Воспоминания о рассветах неотступно преследуют меня. Не о тех давних рассветах, когда я впервые увидел в прозрачной дали шпили Флоренции или лиловатые горы Равелло на фоне золотого неба; и не о тех рассветах, когда, оторвавшись от нежной возлюбленной, еще хмельной от желаний, еще ощущая поцелуи на губах и веках, я смотрел на серебристые крыши Лондона, залитые прохладными волнами света, и слушал чириканье первых воробьев в густой листве платанов.
Я помню тяжкое пробуждение зимой на сеновале во французской деревне, хмурые зимние звезды в просветах дырявой крыши, холодный блеск снега под первыми лучами солнца, обжигающий морозный воздух, иней от дыхания на одеяле.
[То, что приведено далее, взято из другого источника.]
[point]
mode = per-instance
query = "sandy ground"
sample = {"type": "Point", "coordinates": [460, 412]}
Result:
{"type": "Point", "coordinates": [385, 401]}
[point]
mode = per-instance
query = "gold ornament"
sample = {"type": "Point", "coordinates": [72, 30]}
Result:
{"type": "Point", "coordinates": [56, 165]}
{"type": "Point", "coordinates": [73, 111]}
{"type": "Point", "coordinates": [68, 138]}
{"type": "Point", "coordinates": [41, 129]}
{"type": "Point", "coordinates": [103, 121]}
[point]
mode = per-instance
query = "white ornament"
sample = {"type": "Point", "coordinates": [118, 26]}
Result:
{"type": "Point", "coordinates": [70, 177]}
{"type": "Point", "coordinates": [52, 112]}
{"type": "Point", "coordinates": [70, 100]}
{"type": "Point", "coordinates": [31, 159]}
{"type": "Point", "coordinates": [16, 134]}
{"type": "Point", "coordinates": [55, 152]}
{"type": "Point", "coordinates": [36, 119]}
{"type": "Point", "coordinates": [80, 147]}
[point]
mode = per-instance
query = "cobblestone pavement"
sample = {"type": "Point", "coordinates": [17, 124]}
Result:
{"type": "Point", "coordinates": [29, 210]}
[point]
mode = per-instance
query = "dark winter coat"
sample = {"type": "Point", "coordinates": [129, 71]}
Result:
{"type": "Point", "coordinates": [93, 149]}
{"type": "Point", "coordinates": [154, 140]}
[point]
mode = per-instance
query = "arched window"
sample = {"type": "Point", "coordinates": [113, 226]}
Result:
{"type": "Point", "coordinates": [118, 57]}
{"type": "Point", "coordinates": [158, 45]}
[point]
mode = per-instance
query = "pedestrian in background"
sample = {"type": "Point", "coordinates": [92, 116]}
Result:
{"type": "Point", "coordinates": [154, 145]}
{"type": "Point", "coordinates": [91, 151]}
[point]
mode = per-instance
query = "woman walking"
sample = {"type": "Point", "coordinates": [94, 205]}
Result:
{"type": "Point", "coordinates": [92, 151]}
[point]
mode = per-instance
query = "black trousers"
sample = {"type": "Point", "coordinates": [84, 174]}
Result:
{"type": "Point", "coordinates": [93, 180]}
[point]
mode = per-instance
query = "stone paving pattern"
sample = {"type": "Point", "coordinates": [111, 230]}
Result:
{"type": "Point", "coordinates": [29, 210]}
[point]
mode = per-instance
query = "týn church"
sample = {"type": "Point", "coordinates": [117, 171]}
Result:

Меня преследуют воспоминания о рассветах, мрачных или, словно в насмешку, прекрасных, встающих над хмурым полем, где строятся солдаты; о туманных весенних рассветах, которые я встречал в окопе, когда в смутных очертаниях проволочных заграждений мерещились мне фигуры ползущих немцев; о летних рассветах с их бездонно-синим небом, безмятежность которого казалась мне почти кощунственной в этом царстве страданий и горя.
Но есть среди них самый страшный, навсегда врезавшийся в память рассвет. Когда очертания окружающих предметов стали медленно выступать из темноты и мрак начал растворяться в мглистом утреннем свете, показались кучки людей с носилками; они медленно, неверными шагами, часто спотыкаясь, брели по разрушенной улице. Каждая группа на мгновение четко вырисовывалась на фоне посветлевшего на востоке неба: стальные каски, словно шлемы средневековых воинов, дула винтовок, торчащие за плечами, согнутые под тяжестью спины, носилки, на которых покачивается никому не нужный труп, прикрытый одеялом, и один из санитаров на ходу выкрикивает имя того, кто только вчера был человеком.
Последние месяцы войны казались каким-то диким сном. Почти каждую неделю приходили вести о победах и прорывах, но солдатам были теперь безразличны и успехи и поражения. То, что в тысяча девятьсот пятнадцатом или даже шестнадцатом году вызвало бы бурное ликование, теперь не возбуждало даже интереса. Война тянулась достаточно долго для того, чтобы все поняли ее бессмысленность. Страшное напряжение сил породило лишь безразличие.
Хотя на фронтах по-прежнему оставались огромные армии, яростные сражения первых лет войны уступили место мелким стычкам с арьергардами отступающего противника! Несмотря на то, что в этих стычках батальон терял не больше двух офицеров и семидесяти солдат, начальство после каждой такой «битвы» щедрой рукой раздавало награды. Брендон вспоминал те времена, когда борьба за окоп длиной в несколько сот ярдов стоила батальону половины личного состава и никто даже не помышлял о наградах.